Гибель всерьез
Шрифт:
Я говорил уже, что моя история может показаться неправдоподобной. Раз Антоан не существовал независимо от меня, как он мог беседовать с другими или со мной? Однако это противоречие, это нарушение логики всплыло не сразу. Впервые я обнаружил его, когда был занят трехстворчатым зеркалом, то есть во времена фильма Собачковского, вскоре после Мюнхена, и, поверьте, поначалу не придал особого значения этой аномалии, позволил ей укорениться — возможно, как раз потрясение от событий внешнего мира тому способствовало. Или мне не хотелось вдумываться в несуразицу происходящего… так или иначе, но прошло двадцать шесть лет, было прожито все, что нам выпало с 1934 по 1964 год, и только тогда я окончательно осознал: игра перестала быть игрой и вышла из-под моего контроля. Это случилось, когда я очутился перед необъяснимым фактом, что свидетельствовало о двуличии Антоана… но что я такое говорю? Разве это не я веду двойную игру с самим собой? Нет-нет. Для того чтобы Омела прочитала без моего ведома вторую историю из красной папки, Антоан должен был жить своей, независимой и неведомой
Но с той минуты, как Антоан стал существовать сам по себе, покончить с ним уже значило не просто прекратить игру, затеянную когда-то с Омелой, а уничтожить живое существо, осуществить настоящее, хотя непостижимое убийство, пролить кровь. Не смейтесь надо мной. Я не Эдип с улицы Мартир… я никого не убивал, даже мысленно, как многим случается в гневе, — никогда! Я не мистер Хайд, и если с большой натяжкой мог вообразить себя Яго, то вовсе не потому, что поступал, как он. Убить. Физически убить, вы можете себе это представить? Конечно, бывает, во сне… но кто отвечает за свои сны?!

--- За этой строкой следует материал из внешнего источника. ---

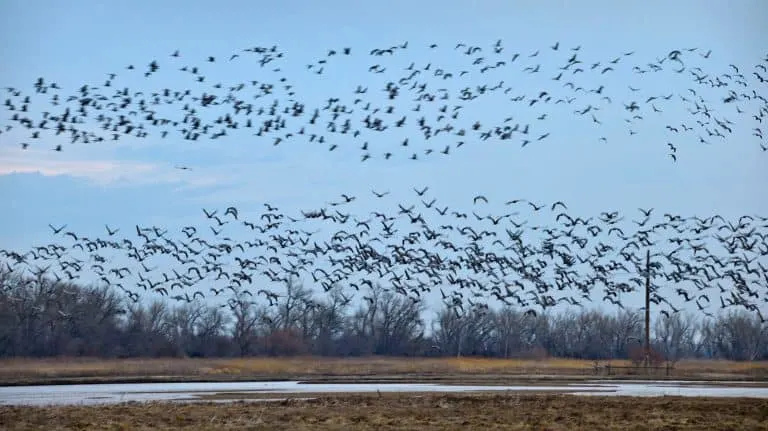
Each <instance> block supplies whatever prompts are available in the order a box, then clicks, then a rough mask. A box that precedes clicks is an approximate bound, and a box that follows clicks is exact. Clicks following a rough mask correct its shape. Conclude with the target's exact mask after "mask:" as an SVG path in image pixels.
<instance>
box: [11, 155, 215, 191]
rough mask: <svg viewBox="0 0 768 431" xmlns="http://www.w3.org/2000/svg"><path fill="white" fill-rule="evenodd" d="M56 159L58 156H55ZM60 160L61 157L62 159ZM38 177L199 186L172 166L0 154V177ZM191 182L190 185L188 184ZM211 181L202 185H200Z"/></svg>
mask: <svg viewBox="0 0 768 431" xmlns="http://www.w3.org/2000/svg"><path fill="white" fill-rule="evenodd" d="M57 156H58V155H57ZM62 156H63V155H62ZM18 173H39V174H41V175H44V176H49V177H55V176H71V177H76V178H84V179H86V180H88V181H91V182H94V183H96V184H98V185H102V186H117V185H147V184H155V183H180V184H187V185H191V184H190V183H193V184H200V183H201V182H200V180H197V181H195V180H196V179H197V177H195V176H194V175H184V173H186V172H185V171H180V170H178V169H174V168H173V167H172V166H167V165H162V164H156V163H148V162H142V161H125V162H124V161H118V160H83V159H72V158H67V157H66V156H63V157H55V158H52V157H51V156H49V155H48V154H46V153H45V152H43V151H34V150H30V151H25V152H24V153H22V154H19V152H18V151H15V152H11V151H7V150H6V151H0V175H10V174H18ZM190 180H191V181H190ZM205 183H210V181H202V184H205Z"/></svg>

Мне никогда не казалась забавной, скорее смущала, манера некоторых писателей говорить о своих героях, как о живых людях, называть их по именам в разговоре с вами или со мной, пользуясь настоящим временем. Меня коробила их уверенность в том, что ими произведены на свет полноценные существа, которые живут теперь своей жизнью вне книги, обладая полнотой реальности для всех нас. Но если мой собственный герой сбежал от меня без моего ведома, можно ли предоставить ему свободу действий, позволить жить своей собственной жизнью среди людей? И ответствен ли я за его поведение? Родители по плоти, когда их дитя утратит разум или совершит преступление, вправе скорбеть и только — от их воли не зависело, каким он будет. Я же по-иному ответственен за Антоана. Что бы ни случилось, я не могу препоручить его врачу или суду. Я обязан предотвратить любое несчастье и неожиданность. Непредсказуемый Антоан может сделать что угодно. Мой долг не допустить этого, средства выбирать не приходится.

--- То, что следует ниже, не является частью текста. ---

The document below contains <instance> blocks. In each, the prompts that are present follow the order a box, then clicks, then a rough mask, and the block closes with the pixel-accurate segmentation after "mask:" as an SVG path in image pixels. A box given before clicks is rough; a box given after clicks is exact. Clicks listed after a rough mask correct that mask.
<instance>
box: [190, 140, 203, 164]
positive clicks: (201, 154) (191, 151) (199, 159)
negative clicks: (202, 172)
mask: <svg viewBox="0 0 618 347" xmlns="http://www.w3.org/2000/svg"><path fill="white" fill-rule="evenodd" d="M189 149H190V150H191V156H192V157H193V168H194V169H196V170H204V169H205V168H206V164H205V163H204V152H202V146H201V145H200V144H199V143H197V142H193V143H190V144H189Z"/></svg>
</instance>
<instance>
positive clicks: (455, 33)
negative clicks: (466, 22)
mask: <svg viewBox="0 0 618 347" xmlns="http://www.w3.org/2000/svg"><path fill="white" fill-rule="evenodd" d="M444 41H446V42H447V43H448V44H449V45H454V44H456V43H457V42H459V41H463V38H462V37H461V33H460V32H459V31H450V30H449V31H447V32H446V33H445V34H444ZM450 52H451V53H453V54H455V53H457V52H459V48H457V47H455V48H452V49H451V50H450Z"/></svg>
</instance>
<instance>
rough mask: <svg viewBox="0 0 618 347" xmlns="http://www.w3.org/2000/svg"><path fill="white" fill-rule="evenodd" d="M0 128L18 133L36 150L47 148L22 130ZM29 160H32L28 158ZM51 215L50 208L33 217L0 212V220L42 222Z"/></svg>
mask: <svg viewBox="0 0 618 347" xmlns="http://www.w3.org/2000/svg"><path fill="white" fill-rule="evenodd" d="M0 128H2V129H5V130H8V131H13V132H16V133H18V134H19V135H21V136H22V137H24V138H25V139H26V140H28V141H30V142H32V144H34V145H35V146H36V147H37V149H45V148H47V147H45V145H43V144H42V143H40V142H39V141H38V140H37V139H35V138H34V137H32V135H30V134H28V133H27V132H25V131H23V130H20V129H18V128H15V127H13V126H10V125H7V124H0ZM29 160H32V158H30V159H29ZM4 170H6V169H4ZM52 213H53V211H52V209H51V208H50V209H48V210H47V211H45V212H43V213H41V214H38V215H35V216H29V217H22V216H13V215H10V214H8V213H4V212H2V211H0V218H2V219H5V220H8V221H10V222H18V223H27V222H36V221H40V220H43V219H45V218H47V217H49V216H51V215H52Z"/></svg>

Но одно дело — творить в воображении, и другое — уничтожить рожденное воображением творение. Даже так, как это обычно делается в книгах. Если развитие романа требовало уничтожить героя, которого я же выдумал, отнять подаренную ему жизнь, это всегда казалась мне сродни убийству. Реалистичность — сомнительное основание, чтобы укорачивать жизнь детищу моего разума. В жизни-де люди умирают… Странно, почему писатели никогда не пытались бунтовать против закона природы и не дарили бессмертия тем, кого произвели на свет? Мы должны были бы творить только богов. Не возражайте мне. Все это я знаю и без вас. И сам могу сказать вам то же самое. Что ж, вызывайте к жизни, скажем, рабочих, и пусть они у вас падают с лесов на стройках и задыхаются в шахтах! Писатель беспрепятственнее других наслаждается человекоубийством. Чего ему, собственно, опасаться? Гёте не обвинили в убийстве Вертера, не отдали под суд и Стендаля из-за Жюльена Сореля. Кто, кроме писателя-убийцы, пользуется безнаказанностью? Никто не поставит ему в вину удовольствие, с каким он убивает, смакование убийства, наслаждение подробностями агонии. У меня же, если я убью Антоана, хотя бы будут смягчающие обстоятельства: ведь это, бесспорно, будет убийство на почве любви.
Ничего бы не было, ничего не объяснить без Омелы. Так что если я убиваю Антоана, то не я один ответственен за его жизнь. И за его смерть.
* * *
Если написанное мной останется на бумаге, если не вымараю, не порву и не сожгу этой моей исповеди, я бы хотел, чтобы она сыграла роль не обличения, а оправдания. Все в ней должно быть ясно и однозначно. Если я и убивал Антоана — когда я его уже убью, — то меня никак нельзя считать убийцей. Как это? Ваш вопрос — лучшее доказательство: вы не до конца поняли, о чем я говорю, я оставил множество темных мест, напустил тумана…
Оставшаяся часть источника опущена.